There are a number of people who won’t be able to do this and will find out after attempting the change as quite a number of people don’t get enough iron etc. from a vegetarian diet. However, I do share your hope there will be ways of working together and getting through it. My disappointment is that we have to in the first place, but local produce, self sufficiency etc may be on the up. It depends though, as we’re working towards self sufficiency as far as we can and it’s enjoyable, but a lot of hard work. I do agree the next few months don’t look like fun.
I think one issue was barely a majority who did vote and a huge majority voted with little understanding. There was a lot of racism in the Leave campaign which goes mostly unmentioned and Cambridge Analytica was consulted and used in the early stages of the referendum by the Leave campaign. Neither of those things make me comfortable with the vote outcome. Remember the Nazi inspired propaganda poster by Farage titled ‘breaking point’? Not something that should be influencing a referendum in any way, shape or form.

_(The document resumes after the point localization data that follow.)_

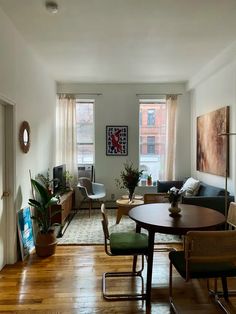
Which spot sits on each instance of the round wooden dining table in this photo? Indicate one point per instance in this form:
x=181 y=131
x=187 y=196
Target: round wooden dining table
x=157 y=218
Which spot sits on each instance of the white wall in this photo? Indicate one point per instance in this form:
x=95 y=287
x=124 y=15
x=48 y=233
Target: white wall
x=215 y=87
x=119 y=105
x=25 y=84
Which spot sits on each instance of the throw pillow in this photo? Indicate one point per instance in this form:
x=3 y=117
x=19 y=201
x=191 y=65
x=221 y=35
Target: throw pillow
x=190 y=187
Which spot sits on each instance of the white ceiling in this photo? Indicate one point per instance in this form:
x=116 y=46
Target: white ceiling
x=125 y=40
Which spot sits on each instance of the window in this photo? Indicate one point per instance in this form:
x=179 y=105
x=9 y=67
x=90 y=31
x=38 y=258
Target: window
x=151 y=145
x=85 y=131
x=152 y=138
x=151 y=117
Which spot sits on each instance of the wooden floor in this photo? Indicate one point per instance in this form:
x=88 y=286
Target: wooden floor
x=70 y=282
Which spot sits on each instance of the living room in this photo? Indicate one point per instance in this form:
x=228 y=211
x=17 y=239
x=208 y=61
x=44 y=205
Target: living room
x=29 y=92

I’m also concerned about medication, including some psychiatric medication which could be hard to get. Delays in that could cause relapses and significant trauma to the person and their family, it also isn’t easily swapped to something else as often these are complicated drugs with serious side effects. I believe lurasidone for schizophrenia is one of those that could be affected, but there’s a big list of medications and companies that will be at risk of shortages including pain medications, dialysis products, insulin, possibly some cancer treatments etc. That really concerns me.

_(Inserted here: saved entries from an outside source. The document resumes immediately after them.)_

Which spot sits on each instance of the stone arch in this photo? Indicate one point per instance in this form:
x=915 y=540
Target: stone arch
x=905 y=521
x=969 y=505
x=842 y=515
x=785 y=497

Also it directly takes away from our children’s lives, which is a shame. They won’t have the same ease of travel (inc loss of pet passport scheme brought in when I was a child), they are at risk of having poor diets if this US food gets onto the shelves and increased health problems, they will have less ease of working abroad or employing those from the EU when they grow up, they’ll have a science sector that’s negatively affected, local areas that have lost EU funding, they may have to initially deal with higher food prices and higher child poverty levels (and they’re high now) as well as potential medicine shortages which they won’t fully understand. We can’t be definite on everything it means, but we can be sure it won’t be an improvement and there are plenty of negatives. I screamed on the street, took my ds to protests, tried to teach him why this is happening and why it’s a shame. We didn’t get properly listened to, but we haven’t given up. Hopefully our children’s generations can change this as we move forward, but it’ll be a big fight and with less benefits than befell our generations.